January 26th, 2022
Sales of existing homes shrank as starts on housing construction grew. Meanwhile, layoffs hit their highest level since October.
Existing Home Sales
Transactions of existing single-family homes, townhomes, condos and co-ops dropped 4.6 percent in December to an annual rate of 6.18 million, according to last week’s report from the National Association of Realtors. December’s sales broke a three-month streak of sales growth, and when compared to the same period a year ago, December’s sales were 7.1 percent lower than December 2020’s pace of 6.65 million.
What caused the drop in sales volume? NAR’s Chief Economist Lawrence Yun certainly didn’t attribute it to declining interest from buyers.
“December saw sales retreat, but the pull-back was more a sign of supply constraints than an indication of a weakened demand for housing,” Yun explained in comments accompanying NAR’s report. “Sales for the entire year finished strong, reaching the highest annual level since 2006.”
When it comes to the supply side, the number of existing homes for sale at the end of December dropped 910,000 units, which represented a 1.8-month supply at December’s sales pace. December’s inventory was down 18 percent from November inventory and was 14.2 percent below December 2020’s supply of 1.06 million units.
December’s median price for existing homes of all types was $358,000, which was 1.15 percent above November’s median of $353,900 and was 15.8 percent higher than December’s 2020’s median price of $309,200, with prices rising in all regions. This was the 118th consecutive month of year-over-year price gains.
“This year, consumers should prepare to endure some increases in mortgage rates,” Yun noted. “I also expect home prices to grow more moderately by 3 percent to 5 percent in 2022, and then similarly in 2023 as more supply reaches the market.”
Looking at future housing inventory, starts on the construction of private housing in November rose to an annual rate of 1.7 million, which was 1.4 percent above November’s revised rate of 1.67 million, according to last week’s report from the Census Bureau and Department of Housing and Urban Development.
December’s housing starts came in above the annual rate of 1.65 million that economists had forecasted, and when compared to the same period a year ago, December’s starts were 2.5 percent over December 2020’s pace of 1.66 million.
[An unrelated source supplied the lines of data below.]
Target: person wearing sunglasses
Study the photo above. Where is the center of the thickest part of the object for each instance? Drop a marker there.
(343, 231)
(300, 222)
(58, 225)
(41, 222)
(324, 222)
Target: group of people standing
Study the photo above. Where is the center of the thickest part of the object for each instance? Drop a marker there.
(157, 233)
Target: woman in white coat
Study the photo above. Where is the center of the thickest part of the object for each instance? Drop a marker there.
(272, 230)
That said, starts on single-family homes in December dropped to an annual rate of 1.17 million, which was 2.3 percent below the revised November pace of 1.19 million. Meanwhile, starts on buildings with five units or more expanded to an annual rate of 524,000, which was 13.7 percent above November’s revised pace of 461,000.
Building permits issued in December for the construction of private homes rose to an annual rate of 1.87 million, which was 9.1 percent above November’s revised rate of 1.71 million. Permits for single-family homes increased to a rate of 1.12 million for the month, which was 2 percent above November’s revised pace of 1.06 million. Permits issued in December for buildings with five units or more rose 19.9 percent to an annual rate of 675,000, up from 563,000 in November.
Initial Jobless Claims
In related news, first-time claims for unemployment benefits filed by recently unemployed Americans during the week ending January 15th grew to 286,000, an increase of 55,000 claims over the previous week’s revised total of 231,000, the Employment and Training Administration reported last week.
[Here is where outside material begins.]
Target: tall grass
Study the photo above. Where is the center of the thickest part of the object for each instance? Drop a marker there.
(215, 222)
Last week’s claims were well above economists’ expectations of a decline in initial jobless claims to 225,000 and marked a three-month high. However, initial jobless claims are still just inside the 300,000-claim territory that economists say indicates a growing job market.
The four-week moving average, which is considered a more stable measure of jobless claims, rose to 231,000, which was 20,000 claims above the preceding week’s revised average of 211,000 claims.
Mike Loewengart, managing director of investment strategy for E-Trade, told CNBC the job market is a short-term surge in claims related to the pandemic.
“Omicron has put a wrench in where we stand on the labor market front, but with hiring challenges, employers are likely trying to hold onto their workforce,” he explained.
This week, we can expect:
Tuesday – Consumer confidence for January from The Conference Board.
Wednesday – New home sales for December from the Census Bureau and Department of Housing and Urban Development.
Thursday – Initial jobless claims for last week from the Employment and Training Administration; fourth-quarter gross domestic product from the Bureau of Economic Analysis; durable goods orders for December from the Census Bureau.
Friday – Personal incomes and consumer spending for December from the Bureau of Economic Analysis.